When an immune cell rapidly chases a bacterium through tissue, it is changing shape in thousands of ways simultaneously and instantly. When a human thought triggers neuroplasticity and learning, scaffolds and motors instantly organize and build entirely new dendrites to produce new neuronal synapses. The chemical communication network is just not fast enough to keep up with these changes.

The frontier of biological science points to a deeper substrate. At the most fundamental level, every chemical bond and molecular interaction is electromagnetic––the flex of a motor, the binding of an adapter, the structural shift of a tubulin track. Every motor step results from changing electromagnetic relationships among atoms.

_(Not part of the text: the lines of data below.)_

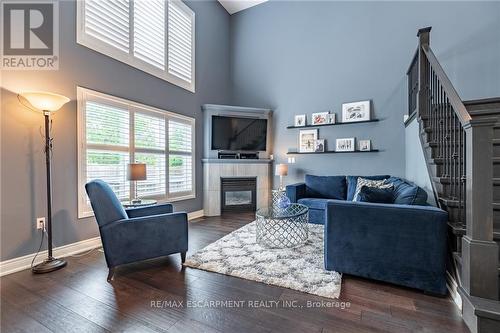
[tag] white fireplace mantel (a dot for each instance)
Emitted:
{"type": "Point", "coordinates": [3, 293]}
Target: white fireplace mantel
{"type": "Point", "coordinates": [215, 169]}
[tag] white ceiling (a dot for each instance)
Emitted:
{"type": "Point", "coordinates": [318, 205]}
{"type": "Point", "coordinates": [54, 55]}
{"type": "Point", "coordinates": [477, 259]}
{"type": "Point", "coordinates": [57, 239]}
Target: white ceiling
{"type": "Point", "coordinates": [233, 6]}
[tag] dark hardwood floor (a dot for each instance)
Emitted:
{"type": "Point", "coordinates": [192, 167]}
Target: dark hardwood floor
{"type": "Point", "coordinates": [78, 299]}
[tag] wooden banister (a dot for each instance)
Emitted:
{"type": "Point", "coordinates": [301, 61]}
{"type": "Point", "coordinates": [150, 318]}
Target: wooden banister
{"type": "Point", "coordinates": [453, 98]}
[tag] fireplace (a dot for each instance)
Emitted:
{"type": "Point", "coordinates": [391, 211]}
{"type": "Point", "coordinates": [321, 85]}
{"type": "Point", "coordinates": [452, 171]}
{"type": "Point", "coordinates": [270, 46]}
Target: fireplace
{"type": "Point", "coordinates": [238, 194]}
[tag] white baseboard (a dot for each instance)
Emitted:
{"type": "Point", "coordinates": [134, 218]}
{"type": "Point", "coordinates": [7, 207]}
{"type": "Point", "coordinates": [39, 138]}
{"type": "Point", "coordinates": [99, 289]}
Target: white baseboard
{"type": "Point", "coordinates": [18, 264]}
{"type": "Point", "coordinates": [196, 214]}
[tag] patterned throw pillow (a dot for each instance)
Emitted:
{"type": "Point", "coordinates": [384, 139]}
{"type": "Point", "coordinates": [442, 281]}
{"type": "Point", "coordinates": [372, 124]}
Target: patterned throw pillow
{"type": "Point", "coordinates": [369, 183]}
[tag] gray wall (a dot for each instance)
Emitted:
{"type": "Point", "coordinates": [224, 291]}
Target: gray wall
{"type": "Point", "coordinates": [416, 168]}
{"type": "Point", "coordinates": [22, 170]}
{"type": "Point", "coordinates": [301, 57]}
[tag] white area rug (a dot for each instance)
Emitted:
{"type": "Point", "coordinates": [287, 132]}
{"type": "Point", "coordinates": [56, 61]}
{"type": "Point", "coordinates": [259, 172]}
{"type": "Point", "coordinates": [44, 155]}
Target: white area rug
{"type": "Point", "coordinates": [300, 268]}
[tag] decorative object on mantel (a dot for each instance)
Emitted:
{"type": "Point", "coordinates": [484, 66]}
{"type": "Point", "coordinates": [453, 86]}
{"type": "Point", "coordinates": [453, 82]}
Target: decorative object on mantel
{"type": "Point", "coordinates": [365, 145]}
{"type": "Point", "coordinates": [238, 254]}
{"type": "Point", "coordinates": [320, 118]}
{"type": "Point", "coordinates": [333, 152]}
{"type": "Point", "coordinates": [46, 103]}
{"type": "Point", "coordinates": [337, 124]}
{"type": "Point", "coordinates": [300, 120]}
{"type": "Point", "coordinates": [345, 144]}
{"type": "Point", "coordinates": [307, 139]}
{"type": "Point", "coordinates": [281, 170]}
{"type": "Point", "coordinates": [356, 111]}
{"type": "Point", "coordinates": [319, 146]}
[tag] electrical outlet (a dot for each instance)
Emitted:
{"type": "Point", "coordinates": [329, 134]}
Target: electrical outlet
{"type": "Point", "coordinates": [40, 223]}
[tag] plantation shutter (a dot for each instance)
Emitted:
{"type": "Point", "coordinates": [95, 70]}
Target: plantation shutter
{"type": "Point", "coordinates": [180, 136]}
{"type": "Point", "coordinates": [108, 21]}
{"type": "Point", "coordinates": [180, 41]}
{"type": "Point", "coordinates": [149, 32]}
{"type": "Point", "coordinates": [107, 145]}
{"type": "Point", "coordinates": [150, 149]}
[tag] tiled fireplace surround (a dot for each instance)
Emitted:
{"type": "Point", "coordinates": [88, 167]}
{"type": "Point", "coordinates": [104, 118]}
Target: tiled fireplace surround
{"type": "Point", "coordinates": [215, 169]}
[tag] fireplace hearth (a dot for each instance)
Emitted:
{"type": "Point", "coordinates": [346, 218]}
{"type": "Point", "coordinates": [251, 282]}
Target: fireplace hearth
{"type": "Point", "coordinates": [238, 194]}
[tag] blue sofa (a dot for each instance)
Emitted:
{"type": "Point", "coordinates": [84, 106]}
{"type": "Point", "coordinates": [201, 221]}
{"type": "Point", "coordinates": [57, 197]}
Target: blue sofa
{"type": "Point", "coordinates": [135, 234]}
{"type": "Point", "coordinates": [403, 242]}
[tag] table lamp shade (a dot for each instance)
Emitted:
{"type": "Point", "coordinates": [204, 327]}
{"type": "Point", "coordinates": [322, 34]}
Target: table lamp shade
{"type": "Point", "coordinates": [45, 101]}
{"type": "Point", "coordinates": [281, 170]}
{"type": "Point", "coordinates": [136, 171]}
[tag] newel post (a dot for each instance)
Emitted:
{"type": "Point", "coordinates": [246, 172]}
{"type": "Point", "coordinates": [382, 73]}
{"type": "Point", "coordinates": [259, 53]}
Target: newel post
{"type": "Point", "coordinates": [423, 71]}
{"type": "Point", "coordinates": [479, 250]}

The future of our understanding of cell signaling likely lies in decoding the electromagnetic and biophotonic phenomenon already seen to be inherent in all living systems—microtubules as possible optical waveguides and biophotons coming from mitochondria. These are cellular signaling at the speed of light.

Understanding cell communication remains one of the greatest scientific adventures of our time. It is vital to understand how mind throughout nature flows through cellular molecules.